LA PAZZIA DEL SESSANTOTTO
Uno degli elementi che meglio spiega come nel Sessantotto io fossi diventato una sorta di “invasato” è nella frase “Tutto si può spiegare a tutti” che scrissi sul manifesto di “Lotta di Popolo”. La vita me ne ha dimostrato la falsità. A 69 anni mi sono convinto del contrario: non si può spiegare niente a nessuno, perché se ci provi ti dicono immancabilmente: ma chi sei? perché ti senti in diritto di correggermi? credi di essere meglio di me? pensa ai fatti tuoi che io penso ai miei… e analoghe stupidaggini.

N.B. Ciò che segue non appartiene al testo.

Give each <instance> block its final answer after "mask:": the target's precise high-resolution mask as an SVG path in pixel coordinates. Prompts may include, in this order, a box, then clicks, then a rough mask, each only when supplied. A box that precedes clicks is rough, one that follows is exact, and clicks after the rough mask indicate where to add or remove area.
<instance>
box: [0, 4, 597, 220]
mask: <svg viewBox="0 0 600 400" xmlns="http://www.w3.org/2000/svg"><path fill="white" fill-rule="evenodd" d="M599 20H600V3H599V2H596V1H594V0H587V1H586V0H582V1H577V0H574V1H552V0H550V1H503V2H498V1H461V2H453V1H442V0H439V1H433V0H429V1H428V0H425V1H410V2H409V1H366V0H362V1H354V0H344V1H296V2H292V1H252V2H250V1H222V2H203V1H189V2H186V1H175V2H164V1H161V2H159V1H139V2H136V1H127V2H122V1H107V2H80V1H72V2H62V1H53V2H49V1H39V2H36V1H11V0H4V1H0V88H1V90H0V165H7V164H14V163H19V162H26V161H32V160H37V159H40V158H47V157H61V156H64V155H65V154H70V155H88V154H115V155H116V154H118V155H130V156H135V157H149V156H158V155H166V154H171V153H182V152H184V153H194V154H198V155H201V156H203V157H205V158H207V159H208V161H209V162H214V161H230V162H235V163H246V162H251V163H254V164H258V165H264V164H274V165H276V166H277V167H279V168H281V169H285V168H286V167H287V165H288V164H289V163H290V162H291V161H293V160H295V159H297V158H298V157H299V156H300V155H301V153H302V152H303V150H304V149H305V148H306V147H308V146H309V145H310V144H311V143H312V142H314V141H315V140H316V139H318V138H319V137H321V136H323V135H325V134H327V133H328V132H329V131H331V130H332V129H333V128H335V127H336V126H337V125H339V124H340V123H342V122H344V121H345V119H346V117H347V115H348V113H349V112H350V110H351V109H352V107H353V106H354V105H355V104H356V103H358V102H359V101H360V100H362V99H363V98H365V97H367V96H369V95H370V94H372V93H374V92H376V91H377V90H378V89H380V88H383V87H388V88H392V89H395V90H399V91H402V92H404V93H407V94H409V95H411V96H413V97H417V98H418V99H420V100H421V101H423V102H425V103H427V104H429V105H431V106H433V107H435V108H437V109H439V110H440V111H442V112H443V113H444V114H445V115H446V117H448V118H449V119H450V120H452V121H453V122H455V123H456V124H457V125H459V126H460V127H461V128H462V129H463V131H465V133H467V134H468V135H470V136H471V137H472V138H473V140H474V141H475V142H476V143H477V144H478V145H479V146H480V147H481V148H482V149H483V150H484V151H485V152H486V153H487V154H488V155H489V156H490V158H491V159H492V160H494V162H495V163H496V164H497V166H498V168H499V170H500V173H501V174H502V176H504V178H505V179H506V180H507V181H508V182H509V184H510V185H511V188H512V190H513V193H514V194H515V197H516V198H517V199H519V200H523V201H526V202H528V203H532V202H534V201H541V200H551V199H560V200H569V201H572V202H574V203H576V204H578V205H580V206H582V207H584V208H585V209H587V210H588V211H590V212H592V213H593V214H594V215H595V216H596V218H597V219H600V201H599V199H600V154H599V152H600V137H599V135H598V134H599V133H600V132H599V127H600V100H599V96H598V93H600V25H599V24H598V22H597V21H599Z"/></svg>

Sta di fatto, comunque, che il “raggio della morte” di Guglielmo Marconi è rispuntato in Inghilterra come “raggio traente”.
Giuseppe Spezzaferro

Per gli interessati (cioè chi ci capisce di fisica) incollo una sintesi da http://www.nature.com/ncomms/2015/151027/ncomms9661/full/ncomms9661.html

Sound can levitate objects of different sizes and materials through air, water and tissue. This allows us to manipulate cells, liquids, compounds or living things without touching or contaminating them. However, acoustic levitation has required the targets to be enclosed with acoustic elements or had limited manoeuvrability. Here we optimize the phases used to drive an ultrasonic phased array and show that acoustic levitation can be employed to translate, rotate and manipulate particles using even a single-sided emitter. Furthermore, we introduce the holographic acoustic elements framework that permits the rapid generation of traps and provides a bridge between optical and acoustical trapping. Acoustic structures shaped as tweezers, twisters or bottles emerge as the optimum mechanisms for tractor beams or containerless transportation. Single-beam levitation could manipulate particles inside our body for applications in targeted drug delivery or acoustically controlled micro-machines that do not interfere with magnetic resonance imaging”.